Keeping kids in motion: twin teachers set example for lifetime fitness

Melpomene Journal, Fall-Winter, 2002 by Debbie Mazzocco

Twins Joan and Joyce Spehar have a combined 40 years' experience reaching physical education. Each left once to work in the business world, but returned for the love of the kids. Thousands of tikes and teens have benefited from their tutelage, and what they have to say about the state of physical education in the public schools bears listening to. In short, there's not enough money to do what's needed. And the needs are greater than ever before.

This petite identical duo -- trim, fit, confident and energetic - grew up in a northern Minnesota family in which everyone participated in sports. Joan and Joyce and their five siblings were routinely rousted out of bed and into their backyard, where their dad taught them to field grounders and throw the ball back home. The entire Spehar Clan, as they call their extended family, was heavily into participatory athletics. In contrast, today's American kids' world is rife with television and computers, video games and movies-on-demand, high-fat packaged snacks and drive-through food.

"I truly believe kids need physical education now more than ever," says Joyce. Joan would agree. Her mantra: "We want to have kids in motion."

Both teach in the Anoka-Hennepin School District, a large suburban school system in the Minneapolis-St. Paul area of Minnesota. Comprising more than 40 schools and other learning facilities, the district has an annual operating budget exceeding $300 million. Because of steadily increasing costs and reduced revenue from the state, more than $10 million has been cut from the 2002-03 budget. And deficits are predicted for the next several years unless state funding is increased or district voters agree to pay more taxes.

Dodging the bullet

At Evergreen Park Elementary in Brooklyn Park, Minnesota, Joyce teaches her first- through fifth-graders two 30minute classes per week. Daily would be optimal, she says, but even three times a week could make a huge difference. As the district looks at possibilities for elementary-school cuts, it's always the "specialist" classes -- including physical education, art and music -- that come to the top of the list. And facilities could be better. At one time, Joyce gave a "follow-up" lesson plan to classroom teachers each week, so the students could get another 30 minutes of phy ed time. But the gym wasn't big enough to accommodate the extra sessions. For now, Joyce is dodging the bullet. But the future is uncertain.

At Champlin Park High School nearby, Joan is one of three women phy ed teachers who have started a special elective class -- Group and Individual Recreational Lifetime Skills (GIRLS) -- to lure junior and senior girls who've already fulfilled their state-mandated phy ed requirements, hoping to keep the students' interest, and the teachers' jobs, alive.

Throughout the district, Joyce and Joan know of fellow phy ed teachers whose jobs have been cut or reduced to part-time hours. Others, fearing the next round of budget cuts will affect them, have moved on to jobs in other districts.

In the face of these challenges, the Spehar twins continue to prod and encourage and coach the students in their charge.

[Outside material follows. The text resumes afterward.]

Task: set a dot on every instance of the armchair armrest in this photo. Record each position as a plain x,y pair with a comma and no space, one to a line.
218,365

When Joyce arrived at Evergreen Park a few years ago, all of the students were required to run a mile. When she saw natural athletes enjoying the run but others lagging behind and getting discouraged, she rallied her fellow teachers to change the requirements. Now the young ones run a half-mile.

"You need to stay very positive with the students, teach them the basics and go at it slowly," says Joyce. "It's a slow progression, along with a positive, kind and encouraging attitude."

Cooperate and create

Part of that attitude is encouraging the kids to imagine and create and play, getting away from the TV and into the outdoors as most of their parents and grand-parents did. As summer vacation draws near, Joyce teaches a unit to help them do just that. The children are divided into groups and each group is given some equipment -- maybe tennis balls or a basketball, a hula hoop or cones - and charged with creating a game or an obstacle course. The challenge is to cooperate and create, to learn ways of playing outside. "Kids have lost some of that," she says.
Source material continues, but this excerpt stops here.